View unanswered posts | View active topics It is currently Thu Mar 28, 2024 4:54 pm



Reply to topic  [ 108 posts ]  Go to page Previous  1 ... 3, 4, 5, 6, 7, 8  Next
 One Page Computing - roll your own challenge 
Author Message

Joined: Wed Jan 09, 2013 6:54 pm
Posts: 1780
I notice that revaldinho has used CMPC as part of a multi-word compare, in at least five routines:


Mon Sep 23, 2019 12:54 pm
Profile
User avatar

Joined: Fri Mar 22, 2019 8:03 am
Posts: 328
Location: Girona-Catalonia
BigEd wrote:
joanlluch wrote:
... my question is particularly about the CMP and CMPC instructions of the OPC6 and OPC5. Are they supposed to be chained to perform longer-than one word comparisons?

I think there might be some subtlety, or some clever tricks, so I posted a related query over on 6502.org. (Bytes on 6502 will behave very like words on the OPC machines. But the 6502 lacks predication, and only has CMP with no carry in. The 6502 does have a V flag. So, not exactly the same situation!)
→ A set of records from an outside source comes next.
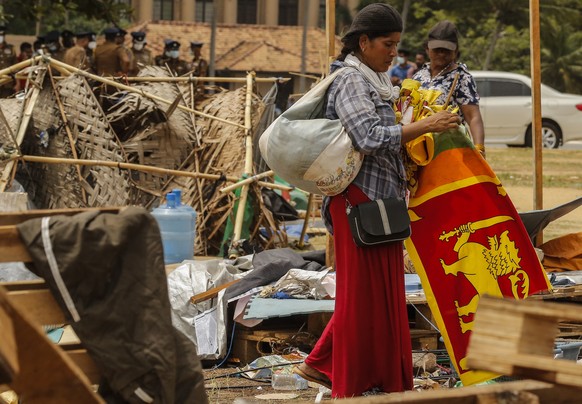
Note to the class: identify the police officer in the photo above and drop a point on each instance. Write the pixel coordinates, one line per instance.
(7, 59)
(110, 58)
(141, 55)
(77, 55)
(171, 58)
(67, 39)
(199, 65)
(53, 45)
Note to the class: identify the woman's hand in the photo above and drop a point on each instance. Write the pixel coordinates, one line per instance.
(439, 122)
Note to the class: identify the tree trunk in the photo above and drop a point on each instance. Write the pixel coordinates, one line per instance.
(494, 37)
(405, 9)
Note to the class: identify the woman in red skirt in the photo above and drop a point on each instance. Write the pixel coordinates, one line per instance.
(366, 345)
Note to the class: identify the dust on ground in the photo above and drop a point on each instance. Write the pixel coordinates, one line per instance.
(562, 183)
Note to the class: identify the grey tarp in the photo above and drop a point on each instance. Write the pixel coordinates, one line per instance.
(112, 268)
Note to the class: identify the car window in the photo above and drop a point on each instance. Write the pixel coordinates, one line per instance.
(508, 88)
(482, 87)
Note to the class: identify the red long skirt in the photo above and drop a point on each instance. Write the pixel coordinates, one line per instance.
(366, 345)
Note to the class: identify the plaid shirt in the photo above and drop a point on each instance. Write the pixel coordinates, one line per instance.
(370, 123)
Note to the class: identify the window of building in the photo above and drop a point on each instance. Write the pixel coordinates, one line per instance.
(204, 10)
(247, 11)
(163, 10)
(288, 12)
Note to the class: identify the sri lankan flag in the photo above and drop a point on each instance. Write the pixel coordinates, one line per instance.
(467, 241)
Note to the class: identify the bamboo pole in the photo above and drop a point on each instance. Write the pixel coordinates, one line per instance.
(301, 243)
(534, 22)
(330, 31)
(195, 79)
(132, 166)
(19, 66)
(248, 164)
(137, 91)
(24, 120)
(247, 181)
(330, 28)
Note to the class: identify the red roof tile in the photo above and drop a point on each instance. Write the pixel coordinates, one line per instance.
(259, 48)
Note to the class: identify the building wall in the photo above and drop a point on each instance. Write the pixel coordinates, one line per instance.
(226, 10)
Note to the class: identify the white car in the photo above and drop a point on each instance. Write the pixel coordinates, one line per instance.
(506, 107)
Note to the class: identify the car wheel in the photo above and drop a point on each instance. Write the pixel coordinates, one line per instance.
(551, 136)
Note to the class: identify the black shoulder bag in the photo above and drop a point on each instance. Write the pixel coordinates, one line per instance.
(377, 222)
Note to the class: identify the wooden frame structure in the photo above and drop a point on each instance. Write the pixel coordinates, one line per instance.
(36, 368)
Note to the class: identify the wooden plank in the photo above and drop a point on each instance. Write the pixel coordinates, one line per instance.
(560, 311)
(84, 362)
(211, 293)
(546, 392)
(47, 374)
(39, 305)
(13, 218)
(8, 353)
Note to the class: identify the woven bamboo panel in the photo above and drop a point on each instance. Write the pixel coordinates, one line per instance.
(61, 185)
(10, 112)
(222, 152)
(148, 141)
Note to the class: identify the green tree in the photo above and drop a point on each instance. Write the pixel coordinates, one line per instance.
(32, 17)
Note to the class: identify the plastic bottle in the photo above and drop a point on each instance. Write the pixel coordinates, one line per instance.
(187, 208)
(283, 381)
(176, 230)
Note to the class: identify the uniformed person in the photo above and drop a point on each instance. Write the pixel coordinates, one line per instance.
(7, 59)
(67, 39)
(77, 55)
(53, 45)
(199, 65)
(141, 55)
(110, 58)
(171, 58)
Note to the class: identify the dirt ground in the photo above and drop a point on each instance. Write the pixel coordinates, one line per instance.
(562, 182)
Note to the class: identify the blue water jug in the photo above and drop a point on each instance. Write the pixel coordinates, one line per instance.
(176, 230)
(187, 208)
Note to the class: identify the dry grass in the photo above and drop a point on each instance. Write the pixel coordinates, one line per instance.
(562, 183)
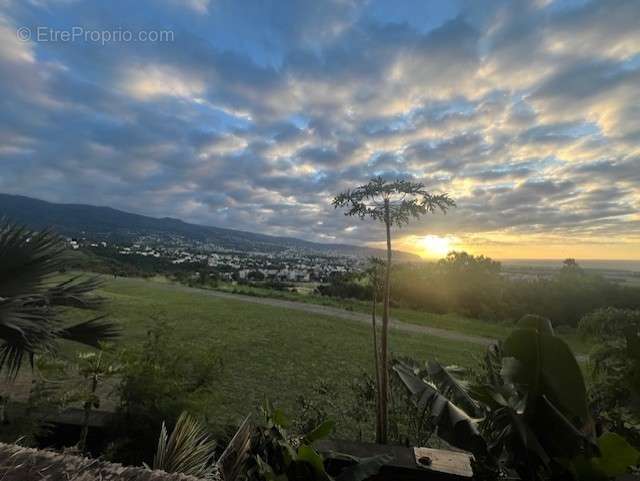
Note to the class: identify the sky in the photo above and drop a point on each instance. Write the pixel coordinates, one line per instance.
(253, 114)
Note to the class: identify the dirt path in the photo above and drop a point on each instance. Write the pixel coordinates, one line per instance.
(341, 314)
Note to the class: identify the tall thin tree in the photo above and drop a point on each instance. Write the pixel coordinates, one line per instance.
(32, 298)
(394, 204)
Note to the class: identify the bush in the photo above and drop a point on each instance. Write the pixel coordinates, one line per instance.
(608, 322)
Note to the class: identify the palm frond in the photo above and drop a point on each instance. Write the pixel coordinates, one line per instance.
(24, 328)
(188, 450)
(236, 454)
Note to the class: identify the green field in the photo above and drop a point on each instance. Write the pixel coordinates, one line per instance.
(272, 352)
(453, 322)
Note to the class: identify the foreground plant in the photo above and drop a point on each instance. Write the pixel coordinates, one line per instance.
(31, 300)
(528, 415)
(393, 204)
(188, 450)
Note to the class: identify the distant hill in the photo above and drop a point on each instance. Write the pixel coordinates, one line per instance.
(76, 220)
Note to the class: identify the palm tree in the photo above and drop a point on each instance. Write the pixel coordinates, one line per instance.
(31, 298)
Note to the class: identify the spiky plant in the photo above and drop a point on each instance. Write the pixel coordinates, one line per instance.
(31, 299)
(188, 450)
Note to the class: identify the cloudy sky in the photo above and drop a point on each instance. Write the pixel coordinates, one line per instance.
(251, 114)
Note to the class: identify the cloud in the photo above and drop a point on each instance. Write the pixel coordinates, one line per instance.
(258, 112)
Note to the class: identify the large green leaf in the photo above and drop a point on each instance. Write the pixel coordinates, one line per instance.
(453, 388)
(364, 468)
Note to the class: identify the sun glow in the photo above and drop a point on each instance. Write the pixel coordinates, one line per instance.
(434, 246)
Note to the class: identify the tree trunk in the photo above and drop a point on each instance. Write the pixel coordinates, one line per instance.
(384, 367)
(376, 352)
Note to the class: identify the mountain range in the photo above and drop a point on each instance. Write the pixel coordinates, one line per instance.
(106, 223)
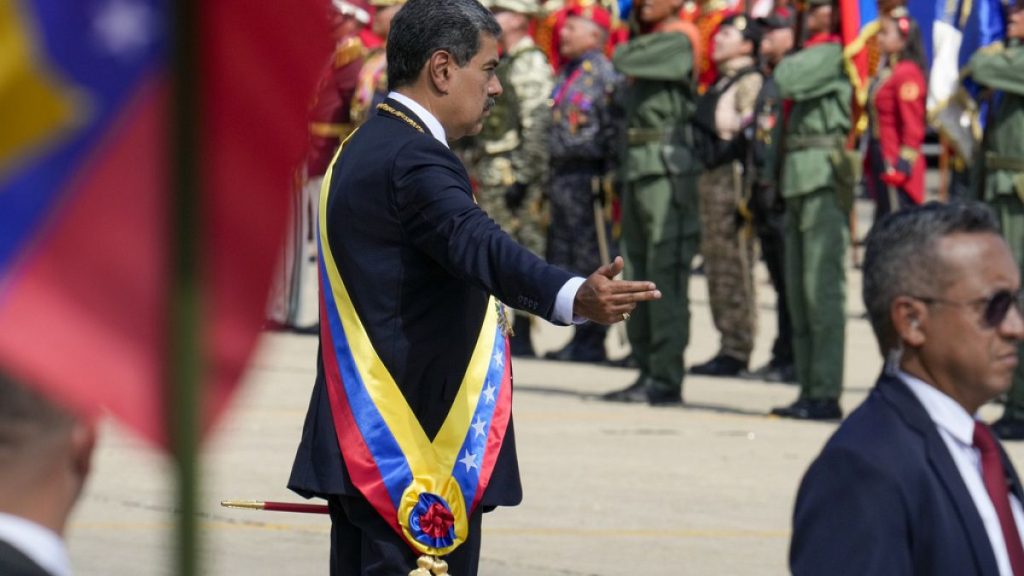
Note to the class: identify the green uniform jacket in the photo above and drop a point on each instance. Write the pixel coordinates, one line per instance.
(658, 103)
(814, 81)
(1004, 144)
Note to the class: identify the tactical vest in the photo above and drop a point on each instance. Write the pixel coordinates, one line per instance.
(501, 127)
(711, 149)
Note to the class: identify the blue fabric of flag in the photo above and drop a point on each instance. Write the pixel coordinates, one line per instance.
(99, 50)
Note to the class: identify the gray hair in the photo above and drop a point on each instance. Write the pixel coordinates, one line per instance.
(424, 27)
(901, 256)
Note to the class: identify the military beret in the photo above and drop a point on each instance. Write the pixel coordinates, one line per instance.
(528, 7)
(747, 27)
(594, 13)
(358, 9)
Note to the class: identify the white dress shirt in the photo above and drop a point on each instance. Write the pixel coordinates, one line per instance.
(42, 545)
(956, 428)
(566, 294)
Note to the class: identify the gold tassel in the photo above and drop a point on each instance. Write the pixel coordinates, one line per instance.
(430, 566)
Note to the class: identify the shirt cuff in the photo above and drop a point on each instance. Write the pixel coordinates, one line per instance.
(564, 301)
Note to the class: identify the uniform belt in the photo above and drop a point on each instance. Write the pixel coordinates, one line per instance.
(328, 130)
(797, 141)
(647, 135)
(507, 142)
(993, 162)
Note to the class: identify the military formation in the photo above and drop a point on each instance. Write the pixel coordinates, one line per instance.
(677, 136)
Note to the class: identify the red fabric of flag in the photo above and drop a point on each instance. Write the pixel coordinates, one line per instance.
(84, 279)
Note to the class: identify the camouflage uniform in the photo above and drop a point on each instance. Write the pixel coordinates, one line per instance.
(728, 249)
(294, 299)
(1000, 181)
(584, 145)
(513, 146)
(585, 136)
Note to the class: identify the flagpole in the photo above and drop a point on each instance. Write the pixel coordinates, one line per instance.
(183, 415)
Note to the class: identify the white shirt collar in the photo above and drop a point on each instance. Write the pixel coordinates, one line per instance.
(436, 130)
(41, 544)
(944, 411)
For processors without a CMPC instruction, based on what I learned from the LLVM compiler, the usual procedure is to compare the higher words first, and depending on the result and the actual condition being tested, the lower words are compared next (or not). So there's actually no carry or chained subtraction, but just normal comparisons performed on the higher and lower words. For example for equality, if the first comparison returns non equal then the second comparison is not performed, and so on.


Mon Sep 23, 2019 8:08 pm
Profile
User avatar

Joined: Fri Mar 22, 2019 8:03 am
Posts: 328
Location: Girona-Catalonia
BigEd wrote:
I notice that revaldinho has used CMPC as part of a multi-word compare, in at least five routines:


Thanks for that.

The usual combination of flags to detect all conditions after a comparison (or subtraction) for processors featuring all the N, Z, C, V flags is this: (Taken from the ARM processor)

Code:
eq   Equal.   Z==1
ne   Not equal.   Z==0
cs or hs   Unsigned higher or same (or carry set).   C==1
cc or lo   Unsigned lower (or carry clear).   C==0
mi   Negative. The mnemonic stands for "minus".   N==1
pl   Positive or zero. The mnemonic stands for "plus".   N==0
vs   Signed overflow. The mnemonic stands for "V set".   V==1
vc   No signed overflow. The mnemonic stands for "V clear".   V==0
hi   Unsigned higher.   (C==1) && (Z==0)
ls   Unsigned lower or same.   (C==0) || (Z==1)
ge   Signed greater than or equal.   N==V
lt   Signed less than.   N!=V
gt   Signed greater than.   (Z==0) && (N==V)
le   Signed less than or equal.   (Z==1) || (N!=V)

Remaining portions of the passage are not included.